New Fiscal Impact Study Reinforces Benefits of Dougco Choice Scholarship Program

The Friedman Foundation for Educational Choice has released an interesting new study titled “The Fiscal Effects of School Choice Programs on Public School Districts.” Author Benjamin Scafidi took a state-by-state look at total per-pupil spending, breaking out the fixed costs from the variable costs.

Here’s the basic idea. Take a state’s K-12 “expenditures on capital, interest, general administration, school administration, operations and maintenance, transportation, and ‘other’ support services” and set them to one side. Subtract these “fixed costs in the short run” — as Scafidi conservatively considers them — from the total spending.

What’s left over are the expenditures tied more closely to actual enrollment, which districts have shown can be easily reduced when numbers of students leave. A voucher or tax credit given to student up to that amount safely can be considered not to have any fiscal harm on the district.

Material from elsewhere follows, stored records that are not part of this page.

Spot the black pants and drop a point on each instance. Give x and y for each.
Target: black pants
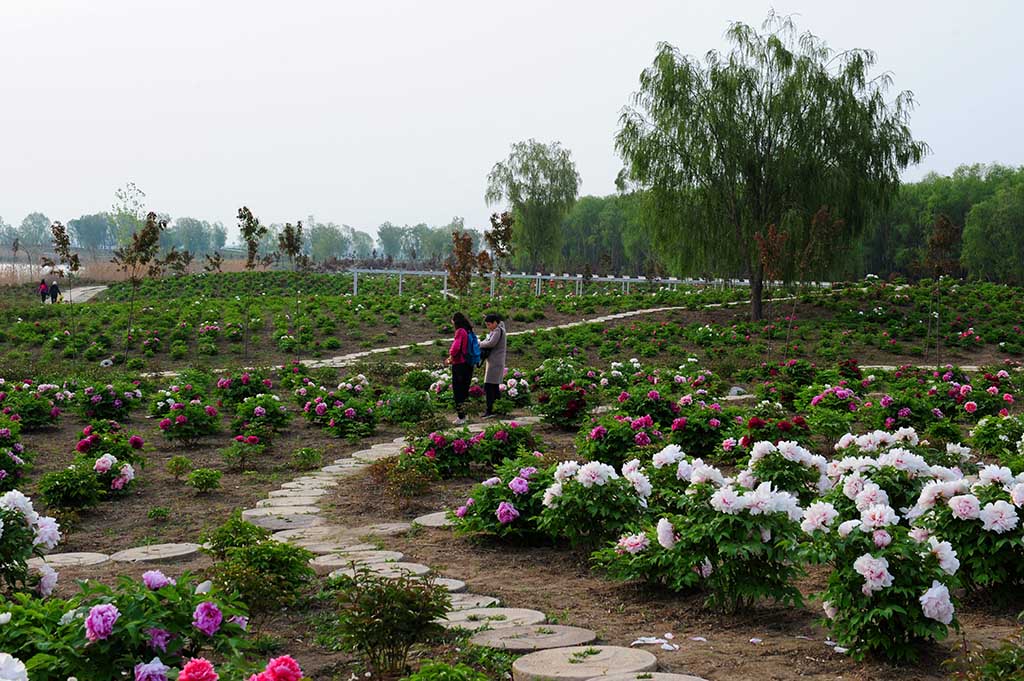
(491, 392)
(462, 375)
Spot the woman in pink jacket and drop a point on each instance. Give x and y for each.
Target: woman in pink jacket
(462, 371)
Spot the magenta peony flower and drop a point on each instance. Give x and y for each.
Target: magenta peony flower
(207, 618)
(506, 513)
(99, 623)
(154, 580)
(198, 669)
(159, 638)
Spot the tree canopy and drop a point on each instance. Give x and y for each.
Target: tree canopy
(768, 134)
(540, 182)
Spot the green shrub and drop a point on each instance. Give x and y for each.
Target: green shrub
(204, 479)
(73, 488)
(266, 576)
(179, 466)
(306, 458)
(233, 534)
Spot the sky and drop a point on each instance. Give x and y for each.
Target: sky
(360, 113)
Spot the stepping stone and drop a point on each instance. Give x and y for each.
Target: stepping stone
(289, 492)
(287, 502)
(80, 559)
(582, 663)
(437, 519)
(284, 512)
(335, 560)
(370, 456)
(337, 469)
(324, 548)
(276, 522)
(534, 637)
(382, 528)
(387, 569)
(157, 552)
(647, 676)
(452, 586)
(468, 601)
(495, 618)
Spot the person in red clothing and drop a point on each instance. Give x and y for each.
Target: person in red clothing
(462, 371)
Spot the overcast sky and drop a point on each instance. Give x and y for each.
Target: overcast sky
(364, 112)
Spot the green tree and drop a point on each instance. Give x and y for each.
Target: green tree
(765, 135)
(363, 245)
(92, 232)
(128, 213)
(35, 229)
(993, 238)
(540, 182)
(390, 237)
(327, 241)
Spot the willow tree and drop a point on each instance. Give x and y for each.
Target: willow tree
(768, 134)
(541, 183)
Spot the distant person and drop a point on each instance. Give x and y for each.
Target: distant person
(494, 347)
(460, 359)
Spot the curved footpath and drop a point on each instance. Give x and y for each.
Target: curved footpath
(293, 513)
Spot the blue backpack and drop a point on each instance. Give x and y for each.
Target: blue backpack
(473, 350)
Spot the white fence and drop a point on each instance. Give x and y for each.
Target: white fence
(579, 280)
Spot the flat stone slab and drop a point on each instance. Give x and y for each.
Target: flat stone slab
(468, 601)
(495, 618)
(450, 585)
(278, 502)
(79, 559)
(387, 569)
(157, 552)
(278, 522)
(292, 492)
(335, 560)
(438, 519)
(534, 637)
(279, 512)
(371, 456)
(582, 663)
(647, 676)
(337, 469)
(324, 548)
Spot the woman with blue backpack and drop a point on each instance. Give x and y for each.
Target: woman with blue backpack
(464, 355)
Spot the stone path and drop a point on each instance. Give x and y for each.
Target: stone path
(295, 515)
(81, 294)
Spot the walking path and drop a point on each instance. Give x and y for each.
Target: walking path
(553, 652)
(81, 294)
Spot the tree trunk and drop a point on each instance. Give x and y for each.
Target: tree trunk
(757, 292)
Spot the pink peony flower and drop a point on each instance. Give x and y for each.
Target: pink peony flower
(998, 517)
(936, 605)
(207, 618)
(965, 507)
(198, 669)
(633, 544)
(99, 622)
(152, 671)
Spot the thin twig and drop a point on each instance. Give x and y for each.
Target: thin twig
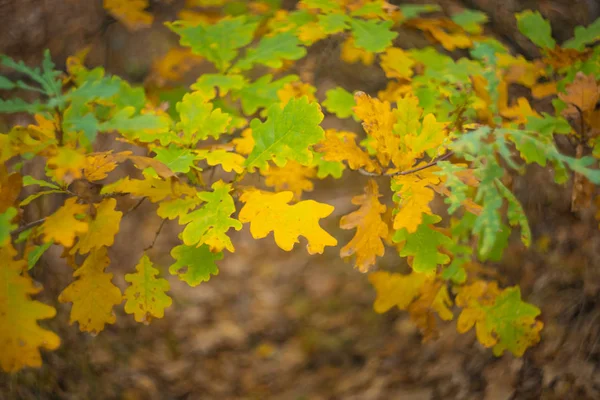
(139, 203)
(28, 226)
(156, 235)
(410, 171)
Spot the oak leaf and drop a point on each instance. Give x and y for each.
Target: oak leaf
(367, 243)
(146, 297)
(270, 212)
(194, 265)
(102, 227)
(92, 293)
(21, 338)
(341, 146)
(210, 223)
(62, 226)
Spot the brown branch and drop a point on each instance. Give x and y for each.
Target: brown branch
(410, 171)
(156, 235)
(28, 225)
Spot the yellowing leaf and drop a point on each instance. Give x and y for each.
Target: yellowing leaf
(413, 196)
(500, 318)
(130, 13)
(62, 226)
(367, 243)
(293, 176)
(432, 135)
(245, 143)
(270, 212)
(102, 228)
(378, 121)
(352, 54)
(209, 224)
(397, 63)
(228, 160)
(93, 294)
(520, 112)
(21, 338)
(583, 94)
(421, 295)
(341, 146)
(98, 165)
(67, 164)
(146, 297)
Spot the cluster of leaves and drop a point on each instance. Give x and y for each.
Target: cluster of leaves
(441, 128)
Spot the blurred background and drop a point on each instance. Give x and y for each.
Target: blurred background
(286, 325)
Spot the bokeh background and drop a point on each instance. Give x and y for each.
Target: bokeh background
(286, 325)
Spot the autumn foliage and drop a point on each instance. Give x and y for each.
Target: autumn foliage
(444, 127)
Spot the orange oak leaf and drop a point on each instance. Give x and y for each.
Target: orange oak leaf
(92, 293)
(367, 243)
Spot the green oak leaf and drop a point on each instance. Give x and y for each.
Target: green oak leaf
(536, 28)
(198, 119)
(272, 50)
(423, 245)
(198, 262)
(340, 102)
(286, 135)
(219, 42)
(372, 35)
(210, 223)
(146, 297)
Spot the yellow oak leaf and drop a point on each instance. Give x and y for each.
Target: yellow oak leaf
(92, 293)
(311, 32)
(295, 90)
(396, 63)
(519, 112)
(62, 226)
(102, 228)
(432, 135)
(98, 165)
(367, 243)
(341, 146)
(270, 212)
(245, 143)
(293, 176)
(21, 338)
(378, 121)
(413, 196)
(130, 13)
(396, 289)
(173, 66)
(541, 90)
(146, 297)
(393, 91)
(228, 160)
(10, 188)
(421, 295)
(67, 164)
(352, 54)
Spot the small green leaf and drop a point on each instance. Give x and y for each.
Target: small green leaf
(536, 28)
(272, 50)
(339, 102)
(194, 265)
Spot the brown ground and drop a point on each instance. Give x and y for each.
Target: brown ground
(277, 325)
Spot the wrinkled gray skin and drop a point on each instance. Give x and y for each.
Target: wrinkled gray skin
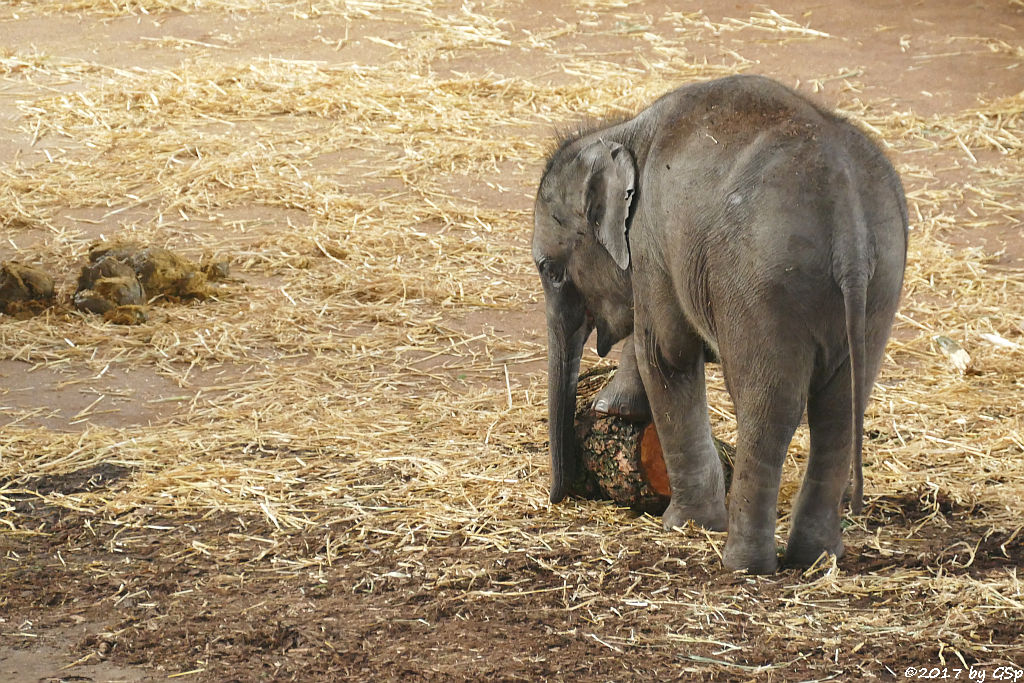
(731, 217)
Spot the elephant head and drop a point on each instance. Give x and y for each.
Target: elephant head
(581, 247)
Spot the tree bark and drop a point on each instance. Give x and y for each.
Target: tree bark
(620, 460)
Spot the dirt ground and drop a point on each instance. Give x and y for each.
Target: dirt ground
(337, 467)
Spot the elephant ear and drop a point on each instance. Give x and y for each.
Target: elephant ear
(609, 196)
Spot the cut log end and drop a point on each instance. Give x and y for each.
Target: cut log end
(620, 460)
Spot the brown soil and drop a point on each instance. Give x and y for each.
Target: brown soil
(141, 592)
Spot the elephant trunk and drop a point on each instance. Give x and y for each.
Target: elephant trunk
(568, 328)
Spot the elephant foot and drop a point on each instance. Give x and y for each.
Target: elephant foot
(749, 556)
(624, 396)
(712, 517)
(806, 545)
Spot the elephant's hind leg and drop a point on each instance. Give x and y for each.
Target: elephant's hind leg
(625, 395)
(768, 410)
(815, 525)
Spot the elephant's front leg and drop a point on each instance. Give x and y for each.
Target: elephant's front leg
(625, 395)
(679, 407)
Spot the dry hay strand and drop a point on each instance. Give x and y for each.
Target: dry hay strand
(25, 290)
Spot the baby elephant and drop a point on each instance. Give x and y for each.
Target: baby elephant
(738, 219)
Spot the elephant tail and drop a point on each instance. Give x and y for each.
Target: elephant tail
(854, 302)
(853, 264)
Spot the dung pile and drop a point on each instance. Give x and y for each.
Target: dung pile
(24, 290)
(121, 278)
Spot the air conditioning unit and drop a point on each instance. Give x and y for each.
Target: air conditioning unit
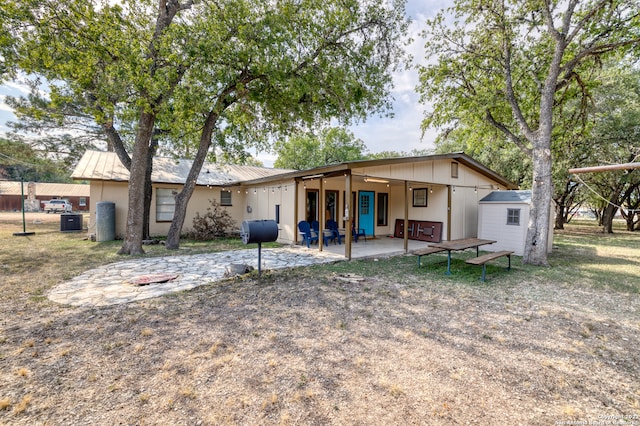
(70, 222)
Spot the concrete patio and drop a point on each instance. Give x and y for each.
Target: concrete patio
(381, 246)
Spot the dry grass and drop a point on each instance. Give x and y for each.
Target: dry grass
(403, 346)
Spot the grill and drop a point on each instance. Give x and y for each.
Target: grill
(259, 231)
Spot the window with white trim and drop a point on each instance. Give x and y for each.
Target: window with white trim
(225, 198)
(165, 204)
(513, 217)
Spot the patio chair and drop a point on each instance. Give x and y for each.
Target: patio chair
(358, 232)
(326, 235)
(338, 233)
(306, 233)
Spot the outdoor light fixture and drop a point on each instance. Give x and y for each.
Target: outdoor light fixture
(375, 180)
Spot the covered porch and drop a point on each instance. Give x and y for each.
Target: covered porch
(380, 246)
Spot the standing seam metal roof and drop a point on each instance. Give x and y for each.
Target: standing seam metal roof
(98, 165)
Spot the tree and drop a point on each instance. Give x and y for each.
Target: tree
(209, 73)
(305, 150)
(511, 65)
(616, 136)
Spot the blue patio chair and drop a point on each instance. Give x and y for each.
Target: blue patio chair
(338, 234)
(358, 232)
(306, 233)
(326, 237)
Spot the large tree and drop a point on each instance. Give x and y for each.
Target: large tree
(616, 137)
(511, 64)
(208, 74)
(305, 150)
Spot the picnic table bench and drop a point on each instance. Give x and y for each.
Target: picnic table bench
(482, 260)
(426, 251)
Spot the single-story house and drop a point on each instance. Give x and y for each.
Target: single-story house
(37, 193)
(503, 216)
(434, 197)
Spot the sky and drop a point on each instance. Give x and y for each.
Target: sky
(400, 133)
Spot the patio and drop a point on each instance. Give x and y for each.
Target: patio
(380, 246)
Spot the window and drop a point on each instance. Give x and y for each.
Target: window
(225, 197)
(383, 209)
(513, 217)
(165, 204)
(454, 170)
(420, 197)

On a national scale Scafidi finds:

The United States’ average spending per student was $12,450 in 2008-09. I estimate that 36 percent of these costs can be considered fixed costs in the short run. The remaining 64 percent, or $7,967 per student, are found to be variable costs, or costs that change with student enrollment. The implication of this finding is that a school choice program where less than $7,967 per student is redirected from a child’s former public school to another school of his or her parents’ choosing would actually improve the fiscal health of the average public school district. And, it would provide more resources for students who remain in public schools.

But what about in Colorado?

Using national numbers that look a little low compared to our state education department’s latest revenue and expenditure data, Scafidi breaks it out as follows:

  • Colorado spent $10,669 per pupil in 2008-09;
  • Short-run fixed costs come to $4,370, or 41 percent of the total;
  • $6,299, or 59 percent, is left as the safe cap for a voucher amount with no fiscal harm to the departed school district.

As is well known, Colorado has no statewide voucher or tax credit program. But the groundbreaking Douglas County Pilot Choice Scholarship Program was designed to allot three-fourths of Per Pupil Revenue (PPR) to students for private school partner tuition. In 2011-12, that “voucher” amount would have been $4,644 — if the program had not been enjoined by a Denver District Court judge.

Dougco comes in a little below the state average on overall K-12 funding, which means the Choice Scholarship Program is not close to representing any sort of negative fiscal impact to the school district. In fact, it means more money on a per-student basis, a boon in challenging budget times. It’s good to see that point clearly reinforced by Scafidi’s analysis.

Then again, it doesn’t hurt to remember that our first concern should be for the benefit of students. Of course, it’s all hypothetical for now. Hopefully that soon will change.